Penanda ruang ini juga kemudian dikerangkakan dalam imajinasi om Erik dan mama Amora. Sebagai warga komunitas blok perumahan kami sudah saling mengenal. format warga blok perumahan sebagai bagian keluarga inilah yang juga dikerangkakan dalam pemikiran om Erik dan mama Amora sang tuan rumah. Rata-rata semua yang diundang ke halaman belakang adalah tetangga yang telah dikenal atau keluarga dekat mereka. Ruang belakang menjadi tempat berbagi cerita keseharian, saling meneguhkan dan tentu saja tempat healing.
Kerangka inilah yang secara lentur dipraktekkan oleh om Erik di Lopo belakang rumahnya. Semua tamu diarahkan menuju ruang belakang dan duduk di Lopo. Tuan rumah kemudian menyiapkan seperangkat salon, laptop, Mic untuk bernyanyi, kudapan dan tentu saja seluruh catatan play list lagu di kepala.
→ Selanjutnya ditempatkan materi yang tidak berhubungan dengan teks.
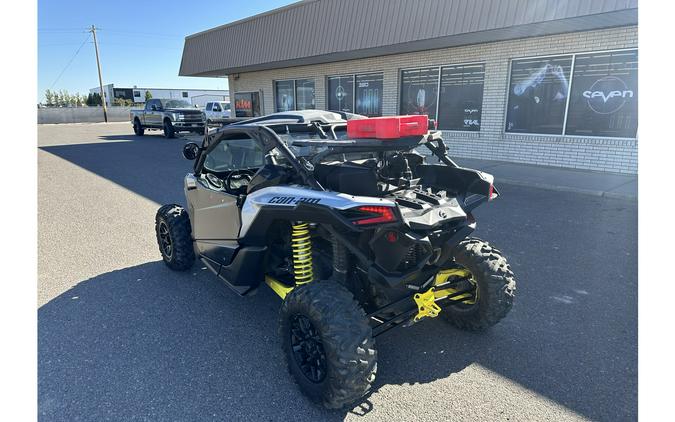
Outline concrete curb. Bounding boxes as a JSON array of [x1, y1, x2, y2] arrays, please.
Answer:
[[496, 178, 637, 202]]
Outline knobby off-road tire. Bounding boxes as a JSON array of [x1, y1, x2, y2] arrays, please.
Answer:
[[164, 120, 176, 139], [441, 238, 516, 331], [134, 119, 145, 136], [279, 281, 377, 409], [155, 204, 195, 271]]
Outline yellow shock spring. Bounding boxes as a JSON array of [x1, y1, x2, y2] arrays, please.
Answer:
[[291, 223, 314, 285]]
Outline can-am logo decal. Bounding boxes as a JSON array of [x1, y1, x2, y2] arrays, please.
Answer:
[[268, 196, 321, 205], [581, 76, 633, 114]]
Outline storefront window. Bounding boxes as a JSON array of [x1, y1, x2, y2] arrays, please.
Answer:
[[295, 79, 316, 110], [438, 64, 485, 131], [565, 50, 638, 138], [400, 67, 438, 119], [326, 75, 354, 113], [274, 81, 295, 111], [356, 73, 384, 117], [235, 92, 260, 117], [506, 56, 572, 135]]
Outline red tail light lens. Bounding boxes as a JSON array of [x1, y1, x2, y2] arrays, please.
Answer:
[[352, 206, 396, 226]]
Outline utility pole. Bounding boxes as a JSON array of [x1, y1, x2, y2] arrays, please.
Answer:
[[89, 25, 108, 123]]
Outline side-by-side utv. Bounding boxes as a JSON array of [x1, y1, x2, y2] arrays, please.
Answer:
[[156, 111, 516, 408]]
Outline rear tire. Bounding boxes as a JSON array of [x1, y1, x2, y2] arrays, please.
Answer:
[[441, 238, 516, 331], [155, 204, 195, 271], [134, 119, 145, 136], [164, 120, 176, 139], [279, 281, 377, 409]]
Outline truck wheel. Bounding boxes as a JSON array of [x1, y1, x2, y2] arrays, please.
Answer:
[[164, 120, 176, 138], [134, 119, 145, 136], [155, 204, 195, 271], [441, 238, 516, 331], [279, 281, 377, 409]]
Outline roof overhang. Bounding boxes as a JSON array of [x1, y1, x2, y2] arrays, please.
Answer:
[[179, 0, 638, 77]]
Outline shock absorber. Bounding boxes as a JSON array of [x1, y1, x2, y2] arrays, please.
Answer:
[[291, 222, 314, 285]]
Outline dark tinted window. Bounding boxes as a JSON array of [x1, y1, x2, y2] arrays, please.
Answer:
[[506, 56, 572, 135], [204, 138, 264, 172], [326, 75, 354, 113], [295, 79, 316, 110], [356, 73, 383, 116], [438, 64, 485, 131], [400, 67, 438, 119], [274, 81, 295, 111], [565, 50, 638, 138], [234, 92, 260, 117]]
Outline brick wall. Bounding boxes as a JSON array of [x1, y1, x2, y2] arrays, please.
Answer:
[[229, 26, 638, 174]]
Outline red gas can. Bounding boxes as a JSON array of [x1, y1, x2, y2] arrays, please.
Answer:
[[347, 115, 429, 139]]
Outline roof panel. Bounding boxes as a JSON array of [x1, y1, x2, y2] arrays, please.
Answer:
[[179, 0, 637, 76]]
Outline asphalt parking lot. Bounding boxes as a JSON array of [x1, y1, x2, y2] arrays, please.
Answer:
[[38, 123, 637, 421]]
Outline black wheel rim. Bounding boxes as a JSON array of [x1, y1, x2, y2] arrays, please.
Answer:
[[158, 221, 173, 259], [290, 315, 327, 383]]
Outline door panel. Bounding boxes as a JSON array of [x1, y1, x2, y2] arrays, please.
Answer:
[[187, 179, 241, 240]]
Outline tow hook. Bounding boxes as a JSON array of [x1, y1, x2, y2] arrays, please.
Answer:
[[413, 287, 441, 322]]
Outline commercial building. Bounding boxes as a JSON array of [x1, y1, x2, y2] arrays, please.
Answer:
[[179, 0, 638, 173], [89, 84, 230, 107]]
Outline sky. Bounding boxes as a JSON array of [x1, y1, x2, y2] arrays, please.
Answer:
[[38, 0, 295, 102]]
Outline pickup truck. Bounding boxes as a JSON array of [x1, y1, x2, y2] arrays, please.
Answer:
[[203, 101, 232, 126], [129, 98, 204, 138]]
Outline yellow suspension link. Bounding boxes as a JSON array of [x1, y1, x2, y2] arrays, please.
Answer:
[[291, 223, 314, 285]]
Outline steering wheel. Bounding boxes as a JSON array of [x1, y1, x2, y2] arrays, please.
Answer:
[[225, 170, 253, 193]]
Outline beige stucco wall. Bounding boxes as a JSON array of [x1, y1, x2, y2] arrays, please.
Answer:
[[229, 26, 638, 173]]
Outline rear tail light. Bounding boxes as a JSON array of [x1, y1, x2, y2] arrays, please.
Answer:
[[352, 205, 396, 226]]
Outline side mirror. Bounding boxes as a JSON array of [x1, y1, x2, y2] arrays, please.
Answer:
[[183, 142, 199, 160]]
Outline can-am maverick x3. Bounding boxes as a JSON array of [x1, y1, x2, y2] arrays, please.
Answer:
[[155, 111, 516, 408]]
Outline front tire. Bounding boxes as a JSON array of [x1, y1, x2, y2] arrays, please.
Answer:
[[441, 238, 516, 331], [164, 120, 176, 139], [279, 281, 377, 409], [155, 204, 195, 271]]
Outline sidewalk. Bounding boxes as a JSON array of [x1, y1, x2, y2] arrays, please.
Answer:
[[453, 158, 638, 201]]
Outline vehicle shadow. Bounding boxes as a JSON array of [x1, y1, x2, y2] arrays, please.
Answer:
[[39, 134, 192, 204], [38, 261, 341, 420], [38, 261, 627, 420]]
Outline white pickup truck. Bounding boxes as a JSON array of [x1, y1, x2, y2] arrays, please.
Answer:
[[203, 101, 232, 126]]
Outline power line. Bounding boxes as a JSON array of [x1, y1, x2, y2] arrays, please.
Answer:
[[97, 28, 185, 39], [49, 34, 91, 89]]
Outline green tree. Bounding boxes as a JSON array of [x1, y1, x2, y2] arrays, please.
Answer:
[[86, 93, 103, 107]]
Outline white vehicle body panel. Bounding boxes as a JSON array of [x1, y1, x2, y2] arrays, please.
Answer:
[[239, 186, 396, 237]]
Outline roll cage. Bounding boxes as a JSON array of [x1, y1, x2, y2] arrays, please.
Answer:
[[194, 113, 499, 210]]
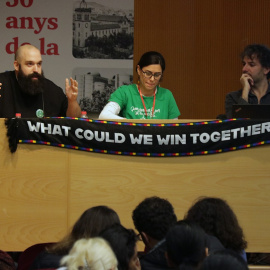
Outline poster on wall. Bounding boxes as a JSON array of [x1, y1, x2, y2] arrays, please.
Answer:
[[0, 0, 134, 113]]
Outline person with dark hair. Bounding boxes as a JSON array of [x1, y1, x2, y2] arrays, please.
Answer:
[[99, 51, 180, 119], [132, 196, 177, 270], [166, 220, 208, 270], [225, 44, 270, 118], [0, 44, 81, 118], [100, 224, 141, 270], [185, 197, 247, 260], [199, 250, 248, 270], [30, 205, 120, 269], [0, 250, 16, 270]]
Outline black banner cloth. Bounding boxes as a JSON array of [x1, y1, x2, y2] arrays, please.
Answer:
[[6, 117, 270, 156]]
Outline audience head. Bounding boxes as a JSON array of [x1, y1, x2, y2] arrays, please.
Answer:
[[241, 44, 270, 79], [0, 250, 16, 270], [100, 224, 140, 270], [185, 197, 247, 252], [132, 197, 177, 248], [48, 205, 120, 254], [61, 237, 117, 270], [200, 250, 248, 270], [166, 220, 208, 269]]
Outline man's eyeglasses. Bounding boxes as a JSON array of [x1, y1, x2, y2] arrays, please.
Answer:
[[141, 69, 162, 80]]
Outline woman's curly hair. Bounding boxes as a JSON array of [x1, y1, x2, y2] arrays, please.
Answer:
[[185, 197, 247, 252]]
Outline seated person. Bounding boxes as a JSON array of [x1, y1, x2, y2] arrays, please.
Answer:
[[132, 196, 177, 270], [225, 44, 270, 118], [185, 197, 247, 261], [0, 44, 81, 118], [166, 220, 208, 270], [58, 237, 117, 270], [29, 205, 120, 270], [100, 224, 141, 270], [199, 250, 248, 270], [99, 51, 180, 119], [0, 250, 16, 270]]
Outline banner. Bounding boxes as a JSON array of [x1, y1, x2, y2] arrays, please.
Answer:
[[6, 118, 270, 156]]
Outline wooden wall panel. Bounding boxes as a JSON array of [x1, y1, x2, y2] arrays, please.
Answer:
[[134, 0, 270, 119]]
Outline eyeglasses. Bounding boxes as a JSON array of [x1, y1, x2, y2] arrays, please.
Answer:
[[136, 233, 142, 241], [141, 69, 162, 80]]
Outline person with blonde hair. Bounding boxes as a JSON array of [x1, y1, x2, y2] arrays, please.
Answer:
[[58, 237, 118, 270], [29, 205, 120, 270]]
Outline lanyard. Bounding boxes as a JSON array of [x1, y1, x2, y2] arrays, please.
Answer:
[[138, 85, 157, 118]]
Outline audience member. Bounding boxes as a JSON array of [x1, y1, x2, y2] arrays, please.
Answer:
[[58, 237, 117, 270], [30, 206, 120, 269], [225, 44, 270, 118], [0, 44, 81, 118], [100, 224, 141, 270], [200, 250, 248, 270], [185, 197, 247, 260], [99, 51, 180, 119], [0, 250, 16, 270], [132, 197, 177, 270], [166, 220, 208, 270]]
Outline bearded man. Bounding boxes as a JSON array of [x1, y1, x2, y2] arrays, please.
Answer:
[[225, 44, 270, 118], [0, 44, 81, 118]]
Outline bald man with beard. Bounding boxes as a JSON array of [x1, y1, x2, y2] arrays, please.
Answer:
[[0, 44, 81, 118]]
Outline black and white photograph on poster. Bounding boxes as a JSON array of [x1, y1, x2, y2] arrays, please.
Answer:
[[72, 68, 133, 115], [72, 0, 134, 59]]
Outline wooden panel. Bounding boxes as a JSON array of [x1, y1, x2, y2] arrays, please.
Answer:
[[134, 0, 270, 119], [0, 119, 68, 251], [0, 120, 270, 252]]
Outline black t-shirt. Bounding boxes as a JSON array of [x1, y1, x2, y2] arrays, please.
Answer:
[[0, 71, 68, 118]]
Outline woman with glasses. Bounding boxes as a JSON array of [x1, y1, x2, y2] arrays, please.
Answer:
[[99, 51, 180, 119]]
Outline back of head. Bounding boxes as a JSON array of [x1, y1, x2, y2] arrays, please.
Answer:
[[100, 224, 137, 270], [71, 205, 120, 240], [200, 250, 248, 270], [166, 220, 206, 269], [132, 197, 177, 241], [185, 197, 247, 251], [138, 51, 166, 72], [48, 205, 120, 254], [241, 44, 270, 78], [61, 237, 117, 270]]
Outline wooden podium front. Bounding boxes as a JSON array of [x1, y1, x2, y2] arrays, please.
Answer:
[[0, 119, 270, 252]]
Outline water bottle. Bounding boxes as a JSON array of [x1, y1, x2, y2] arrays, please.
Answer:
[[81, 111, 88, 119]]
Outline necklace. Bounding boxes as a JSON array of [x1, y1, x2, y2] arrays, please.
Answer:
[[138, 85, 157, 119]]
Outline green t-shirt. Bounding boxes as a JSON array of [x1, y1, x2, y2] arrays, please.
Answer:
[[109, 84, 180, 119]]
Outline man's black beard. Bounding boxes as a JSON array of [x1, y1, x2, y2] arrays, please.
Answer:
[[17, 67, 45, 96]]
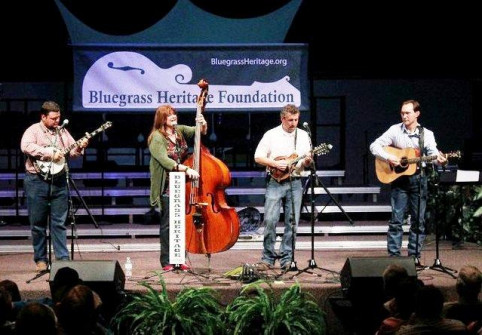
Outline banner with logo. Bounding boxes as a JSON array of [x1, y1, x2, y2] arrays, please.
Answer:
[[74, 44, 310, 112]]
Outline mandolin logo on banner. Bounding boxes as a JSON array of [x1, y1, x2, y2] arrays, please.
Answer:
[[74, 44, 309, 111]]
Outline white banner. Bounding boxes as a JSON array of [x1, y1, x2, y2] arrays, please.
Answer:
[[74, 44, 309, 112]]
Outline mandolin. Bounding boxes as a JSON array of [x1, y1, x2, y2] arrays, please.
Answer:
[[268, 143, 333, 183], [34, 121, 112, 180]]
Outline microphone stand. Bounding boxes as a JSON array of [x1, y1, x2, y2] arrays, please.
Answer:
[[25, 158, 54, 284], [291, 127, 340, 279], [291, 160, 340, 279], [275, 173, 298, 279]]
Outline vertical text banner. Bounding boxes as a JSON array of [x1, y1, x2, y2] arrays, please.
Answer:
[[169, 172, 186, 264], [74, 44, 310, 112]]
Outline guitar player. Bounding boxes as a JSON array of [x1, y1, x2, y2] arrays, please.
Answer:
[[20, 101, 88, 273], [254, 104, 312, 271], [370, 100, 447, 265]]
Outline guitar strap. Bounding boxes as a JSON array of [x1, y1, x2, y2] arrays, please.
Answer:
[[418, 125, 425, 173]]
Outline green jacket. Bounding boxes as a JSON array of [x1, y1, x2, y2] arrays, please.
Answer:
[[149, 125, 196, 210]]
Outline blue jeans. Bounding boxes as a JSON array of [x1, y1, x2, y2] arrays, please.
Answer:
[[387, 174, 427, 257], [261, 178, 303, 266], [24, 173, 69, 263]]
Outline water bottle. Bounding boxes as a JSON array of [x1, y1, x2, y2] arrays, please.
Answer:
[[124, 257, 132, 278]]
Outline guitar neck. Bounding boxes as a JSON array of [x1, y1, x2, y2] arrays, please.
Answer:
[[407, 155, 437, 164], [62, 135, 87, 155], [62, 127, 104, 155]]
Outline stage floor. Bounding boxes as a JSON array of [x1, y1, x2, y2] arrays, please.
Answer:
[[0, 238, 482, 334]]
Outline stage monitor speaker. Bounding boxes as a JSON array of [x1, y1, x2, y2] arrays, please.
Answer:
[[49, 260, 125, 305], [340, 257, 417, 301]]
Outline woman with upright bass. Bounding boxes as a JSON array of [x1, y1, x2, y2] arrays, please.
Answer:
[[147, 80, 239, 271]]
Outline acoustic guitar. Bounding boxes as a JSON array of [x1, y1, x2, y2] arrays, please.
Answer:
[[34, 121, 112, 180], [268, 143, 333, 183], [375, 147, 461, 184]]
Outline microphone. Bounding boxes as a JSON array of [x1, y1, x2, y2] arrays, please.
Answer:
[[57, 119, 69, 131], [303, 122, 311, 137]]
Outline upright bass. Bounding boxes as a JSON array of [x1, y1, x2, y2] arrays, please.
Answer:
[[183, 79, 240, 255]]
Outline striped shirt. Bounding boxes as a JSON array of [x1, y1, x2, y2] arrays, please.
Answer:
[[254, 125, 311, 176], [20, 122, 83, 173], [370, 123, 438, 163]]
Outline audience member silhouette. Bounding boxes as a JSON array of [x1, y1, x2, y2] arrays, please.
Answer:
[[0, 279, 52, 321], [0, 279, 22, 302], [443, 265, 482, 325], [50, 266, 83, 304], [55, 284, 107, 335], [0, 287, 15, 335], [0, 279, 22, 322], [395, 285, 467, 335], [376, 276, 422, 335], [15, 302, 57, 335], [382, 263, 408, 316]]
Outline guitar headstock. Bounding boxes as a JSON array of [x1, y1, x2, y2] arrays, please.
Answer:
[[445, 150, 462, 159], [100, 121, 112, 130], [313, 143, 333, 156], [197, 79, 209, 109]]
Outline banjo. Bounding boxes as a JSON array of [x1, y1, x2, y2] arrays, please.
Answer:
[[34, 121, 112, 180]]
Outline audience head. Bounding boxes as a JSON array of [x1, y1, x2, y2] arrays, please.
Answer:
[[0, 279, 22, 301], [55, 285, 98, 334], [0, 287, 13, 325], [455, 265, 482, 302], [51, 266, 82, 303], [15, 302, 57, 335], [415, 285, 444, 319], [382, 263, 408, 297], [394, 277, 423, 320]]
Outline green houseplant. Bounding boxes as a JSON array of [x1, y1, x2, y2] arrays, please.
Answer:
[[427, 170, 482, 245], [225, 281, 326, 335], [112, 274, 225, 335]]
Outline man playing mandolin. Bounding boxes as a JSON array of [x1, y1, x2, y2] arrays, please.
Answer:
[[370, 100, 447, 265], [254, 105, 312, 270], [20, 101, 88, 272]]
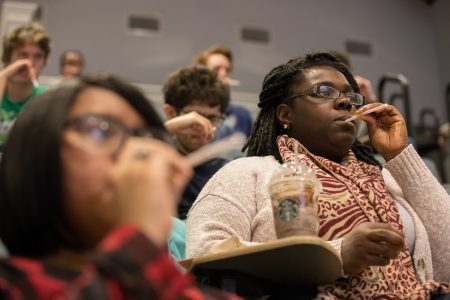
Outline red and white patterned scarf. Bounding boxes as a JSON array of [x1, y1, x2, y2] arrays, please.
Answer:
[[277, 135, 448, 299]]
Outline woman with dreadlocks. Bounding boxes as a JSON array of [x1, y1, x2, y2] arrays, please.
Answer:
[[187, 53, 450, 299]]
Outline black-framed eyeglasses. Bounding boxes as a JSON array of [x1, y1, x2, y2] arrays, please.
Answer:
[[65, 114, 172, 154], [287, 84, 364, 107], [180, 110, 225, 127]]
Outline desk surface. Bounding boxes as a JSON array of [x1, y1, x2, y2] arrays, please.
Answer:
[[183, 236, 342, 286]]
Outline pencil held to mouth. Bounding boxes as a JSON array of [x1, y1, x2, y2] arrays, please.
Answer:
[[185, 133, 246, 167], [345, 103, 387, 122]]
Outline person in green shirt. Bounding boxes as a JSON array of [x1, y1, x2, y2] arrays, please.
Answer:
[[0, 22, 51, 152]]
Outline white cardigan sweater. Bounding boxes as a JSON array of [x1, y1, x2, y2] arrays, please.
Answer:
[[186, 146, 450, 282]]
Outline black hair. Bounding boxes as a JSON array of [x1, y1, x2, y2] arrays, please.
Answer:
[[243, 52, 381, 168], [163, 66, 230, 113], [0, 75, 164, 258]]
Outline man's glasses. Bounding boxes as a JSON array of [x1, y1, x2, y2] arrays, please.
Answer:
[[65, 114, 172, 154], [180, 110, 225, 127], [287, 84, 364, 107]]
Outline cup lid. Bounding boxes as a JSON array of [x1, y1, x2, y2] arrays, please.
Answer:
[[269, 162, 322, 193]]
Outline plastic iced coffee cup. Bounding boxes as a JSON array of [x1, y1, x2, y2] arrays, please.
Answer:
[[269, 162, 322, 239]]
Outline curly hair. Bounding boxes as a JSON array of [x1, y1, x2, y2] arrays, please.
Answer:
[[243, 52, 381, 168], [163, 66, 230, 113], [2, 22, 51, 64]]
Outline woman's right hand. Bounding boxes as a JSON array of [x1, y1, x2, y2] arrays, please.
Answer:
[[109, 138, 192, 247], [164, 111, 216, 143], [341, 223, 406, 274]]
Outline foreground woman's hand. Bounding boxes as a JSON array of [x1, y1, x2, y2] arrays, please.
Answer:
[[356, 102, 408, 161], [341, 223, 406, 274], [110, 138, 191, 247]]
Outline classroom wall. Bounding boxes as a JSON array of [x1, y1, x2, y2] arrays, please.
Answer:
[[1, 0, 450, 124]]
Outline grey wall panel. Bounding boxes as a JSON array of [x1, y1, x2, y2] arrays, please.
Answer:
[[4, 0, 450, 124]]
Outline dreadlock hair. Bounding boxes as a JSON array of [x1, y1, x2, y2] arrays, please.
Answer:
[[242, 52, 381, 169]]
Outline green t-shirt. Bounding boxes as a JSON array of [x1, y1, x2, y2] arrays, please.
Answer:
[[0, 86, 45, 152]]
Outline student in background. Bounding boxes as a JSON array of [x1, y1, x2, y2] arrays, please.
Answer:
[[194, 45, 253, 138], [163, 66, 230, 219], [0, 23, 51, 152], [59, 49, 85, 79]]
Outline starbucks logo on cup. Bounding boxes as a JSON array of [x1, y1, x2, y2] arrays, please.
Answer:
[[278, 198, 299, 222]]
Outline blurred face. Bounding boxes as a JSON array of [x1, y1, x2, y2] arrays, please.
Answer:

Salah satu yang menarik adalah tentang diskografi musik di kepala kami masing-masing. Lopo menjadi semacam cara kami berinteraksi membangun rasa pengalaman dan berbagi catatan pengetahuan tentang musik.
Om Hendro akan dikenal dengan musik-musik Rock lawas seperti Queen saat ia mulai bernyanyi. Pak Alex dan Istri akan dikenal dengan lagu-lagu lawas semacam Broery Marantika, Dewi Yul, Bee Gees, Percy Sledge serta tembang-tembang kenangan yang hits pada masa mereka. Om Erik dan mama Amora akan lekat dengan lagu-lagu Portu semisal Michael Telo, juga lagu nostalgia awal sembilan puluhan. Om Willy dengan lagu-lagu khas manggarai semisal lagu-lagu Ivan Nestorman yang mendayu-dayu namun berkharakter. Saya sendiri mencoba lagu-lagu masa kini di Timur seperti Wizz Baker, Justin Aldrin dan Toton Caribo.
Kami saling memetakan dan kemudian saling belajar memasuki ruang pengalaman lewat bantuan pengetahuan lagu di kepala kami. Pertemuan-pertemuan selanjutnya adalah bernyanyi bersama diselingi dengan cerita tentang lagu tertentu yang menandakan situasi tertentu.
Biasanya kami akan mulai rutinitas di Lopo dari siang hingga malam hari pada hari Sabtu atau Minggu. Bergantung dari undangan dan sikon kegiatan. Tidak setiap Minggu, kadang sebulan bahkan dua atau tiga bulan sekali.
Siang itu seusai masak, saya dikabari bahwa mama Amora sang empunya tuan rumah berulang tahun. Imajinasi di kepala tentang Lopo langsung membayangi dan memasuki pikiran saya. Bercerita tentang Lopo adalah memberi catatan tentang situs yang tumbuh organik di masyarakat.
Om Erik membangun dan masyarakat Blok perumahan memberi penanda tentang kapasita pengetahuan. Sesuatu yang politis sekaligus imajiner. Jika yang politis adalah sebesar-besarnya kepentingan bersama, maka Lopo Om Erik adalah tentang membangun basis imajinasi demi kepentingan bersama.
 Lopo om Erik adalah sebuah basis bangunan visi politis yang organik tentang ruang healing bersama, ruang nyaman sekaligus ruang saling mendukung di antara warga. Sesuatu yang agak sulit ditemukan dalam konteks masyarakat individu sekaligus kapitalistik masa ini. Selamat ulang tahun mama Amora, panjang umur serta mulia, semakin disayang om Erik dan anak-anak.